Obama: 4 ways to reform the surveillance state
President Obama on Friday announced during a press conference that his administration would update the government's spying policies, adding new layers of oversight and making them more transparent to assuage Americans' concerns about the nation's clandestine intelligence-gathering operations.
The announcement was the president's most concrete response to recent criticisms of the surveillance state, the scope of which was illuminated by leaked information provided by Edward Snowden, the fugitive former contractor for the National Security Agency who last week gained asylum in Russia.
The president laid out four specific proposals, which are as follows:
Reforming the Patriot Act
The president said he would push for "appropriate reforms" to section 215 of the Patriot Act, which pertains to the collection of phone records.
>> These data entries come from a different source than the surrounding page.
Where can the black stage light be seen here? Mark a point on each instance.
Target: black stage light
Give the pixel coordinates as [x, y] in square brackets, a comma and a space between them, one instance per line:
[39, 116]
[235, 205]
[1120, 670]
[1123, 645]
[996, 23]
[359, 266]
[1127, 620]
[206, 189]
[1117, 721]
However, he refrained from offering specifics on just what those reforms would look like.
"This program is an important tool in our effort to disrupt terrorist plots [but] given the scale of those programs I understand the concerns of those who worry worry that it could be subject to abuse," he said.
The NSA's massive collection of phone records — including those of American citizens — has sparked an outcry from civil libertarians who say the practice is unconstitutional.
Congress would need to approve of any changes to the Patriot Act, which, given that body's inability to pass much of anything lately, may be a heavy lift.
Opening the FISA court to opposing arguments
A secretive court set up by the Foreign Intelligence Surveillance Act has the sole authority to sign off on federal wiretaps and other NSA snooping requests. Yet the court meets in private, and it only hears from one party: The government.
That will change, Obama said, announcing that he would work with Congress to allow an opposing side to air its arguments before the FISA court. That opposition group would be comprised of civil liberties advocates and intelligence experts, he said.
Critics have argued that the court acts as a rubber stamp on federal spy requests, in part because it does not hear any counter arguments. Though the court, established in the 1970s, was initially charged only with approving wiretaps, it has since taken on a far larger role, reviewing requests for massive spying operations that critics say entail constitutional precedents that have yet to be challenged.
Making U.S. intelligence operations more transparent
Obama said he wanted the U.S. intelligence community to declassify as much information as possible. Specifically, he said he would have the Justice Department publicly explain its rationale for collecting phone records under the Patriot Act.
He also said his administration would launch a website with details of its national security operations. In a conference call with reporters, a senior administration official described the website as "a home for citizens who are interested in learning more about our activities and declassifying efforts in responding to queries that people have about these programs."
Consulting outside experts for input on U.S. spy programs
The president said he would have his administration work with experts outside the government to review the nation's security programs and ensure they are effective without encroaching too greatly on Americans' civil liberties. Those experts could include former intelligence officials, civil libertarians, and policy analysts.
Again, Obama did not delve too deeply into specifics about how this oversight would work, saying only that it would add a new layer of review to the government's intelligence-gathering operations.